Vic est amoureuse : « Florence, j'veux te garder avec moi. Si tu pars, j'me tue ». Cette histoire d'amour absolu est élaborée avec les images elliptiques de Denis Coté qui place le spectateur dans un mystère angoissant. Vic est d'abord filmée de dos quand elle pleure, les deux femmes dialoguent sous une couverture, on ne les voit pas durant la scène des retrouvailles, on les entend, le père de Charlot parle sans qu'on voit son visage, on ne distingue que son torse par la fenêtre, Vic et Flo réagissent à ce qu'elles voient sans que le spectateur sache ce qu'elles voient dans la forêt, elles crient et elles sont hors cadre.

On doit à Denis Coté d'avoir créé des personnages de femmes rarement représentées dans un portrait, loin des clichés, qui émeut autant qu'il apeure. Plus, on lui doit d'avoir transmis cette histoire avec une façon de filmer qui renforce l'originalité de son sujet. Les surprises se succèdent, les rebondissements sont saisissants; l'impact est foudroyant. On ne peut ressortir indemne de Vic + Flo ont vu un ours parce que Denis Côté affirme son cinéma avec la conviction qu'un film a ce pouvoir, celui de transformer qui le regarde.

EN PRÉPARATION

Le temps de donner quelques ordres aux troupes, Jean-Pierre Bergeron traverse le film Les 4 soldats. Les années passent mais il garde la prestance de son personnage Le Baron dans la série Avec le temps. Il a confirmé son talent d'acteur dans la « fameuse scène », un passage qui unissait désir sexuel et amour impossible, dans le film L'eau chaude, l'eau frette (André Forcier, 1976). Il a affirmé son talent de réalisateur dans son court métrage Alone with Mr Carter voir ma chronique de mars 2012. Cet été, il a participé au film Le relampeur de Martin Talbot. Il continue la préparation de son premier long métrage Hitchhiking in the Dark.

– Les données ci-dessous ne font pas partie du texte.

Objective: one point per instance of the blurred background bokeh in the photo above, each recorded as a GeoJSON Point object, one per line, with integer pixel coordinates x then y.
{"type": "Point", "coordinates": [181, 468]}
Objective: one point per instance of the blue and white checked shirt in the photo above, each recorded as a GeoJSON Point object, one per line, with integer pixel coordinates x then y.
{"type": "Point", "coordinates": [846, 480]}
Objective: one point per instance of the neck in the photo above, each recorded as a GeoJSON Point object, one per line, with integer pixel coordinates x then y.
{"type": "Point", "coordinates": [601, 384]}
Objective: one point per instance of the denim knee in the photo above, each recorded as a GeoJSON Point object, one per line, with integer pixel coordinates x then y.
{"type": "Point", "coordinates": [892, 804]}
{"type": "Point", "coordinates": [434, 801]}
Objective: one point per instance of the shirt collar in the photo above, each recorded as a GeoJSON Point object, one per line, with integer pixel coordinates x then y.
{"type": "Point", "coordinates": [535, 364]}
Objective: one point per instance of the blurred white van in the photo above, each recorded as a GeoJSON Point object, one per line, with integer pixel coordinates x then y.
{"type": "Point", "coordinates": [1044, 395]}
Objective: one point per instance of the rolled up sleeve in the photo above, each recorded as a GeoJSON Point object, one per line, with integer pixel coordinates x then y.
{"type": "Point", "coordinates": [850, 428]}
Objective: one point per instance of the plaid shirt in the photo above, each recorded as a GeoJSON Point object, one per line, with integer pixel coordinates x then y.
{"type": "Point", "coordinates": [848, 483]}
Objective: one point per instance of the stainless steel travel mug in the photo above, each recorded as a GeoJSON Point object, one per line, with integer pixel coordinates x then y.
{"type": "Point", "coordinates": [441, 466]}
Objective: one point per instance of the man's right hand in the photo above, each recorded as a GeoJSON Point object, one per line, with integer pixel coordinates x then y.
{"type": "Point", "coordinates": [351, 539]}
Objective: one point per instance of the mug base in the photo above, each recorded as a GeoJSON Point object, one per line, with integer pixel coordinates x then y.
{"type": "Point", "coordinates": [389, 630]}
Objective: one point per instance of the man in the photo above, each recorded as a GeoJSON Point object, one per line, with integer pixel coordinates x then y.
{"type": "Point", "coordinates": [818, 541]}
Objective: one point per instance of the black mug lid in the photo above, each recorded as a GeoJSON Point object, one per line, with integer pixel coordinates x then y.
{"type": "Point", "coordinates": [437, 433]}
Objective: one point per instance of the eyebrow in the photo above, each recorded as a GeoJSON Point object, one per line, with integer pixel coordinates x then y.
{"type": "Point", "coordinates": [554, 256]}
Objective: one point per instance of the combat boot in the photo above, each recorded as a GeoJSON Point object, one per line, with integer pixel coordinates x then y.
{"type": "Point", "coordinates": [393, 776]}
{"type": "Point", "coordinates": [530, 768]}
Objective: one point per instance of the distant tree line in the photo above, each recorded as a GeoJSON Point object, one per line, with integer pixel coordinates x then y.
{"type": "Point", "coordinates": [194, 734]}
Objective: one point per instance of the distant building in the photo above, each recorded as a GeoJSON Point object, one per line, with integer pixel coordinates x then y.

Jimmy Larouche est allé en France au festival « Off-court de Trouville » dans la section « du court au long ». Il a présenté une rétrospective de ses courts-métrages et La cicatrice , film magnifique aux scènes pertinentes dans la nuance et le choc. Voir ma chronique de mai 2013. Le réalisateur almatois travaille à son prochain film Antoine et Marie.

Après un scénario écrit intensément en 10 jours, il a prévu le tournage entre le 23 août et le 3 septembre avec Martine Francke et Sébastien Ricard. Pour lui, tourner au Saguenay Lac-St-Jean, principalement à Alma, pourrait contribuer à contrer l'exode des jeunes artistes.

À nouveau, il a choisi de développer un sujet dont la gravité est occultée. Après avoir mis en évidence la tragédie du harcèlement à travers un personnage traumatisé pour toujours, Larouche, dans Antoine et Marie, a le courage de parler de viol.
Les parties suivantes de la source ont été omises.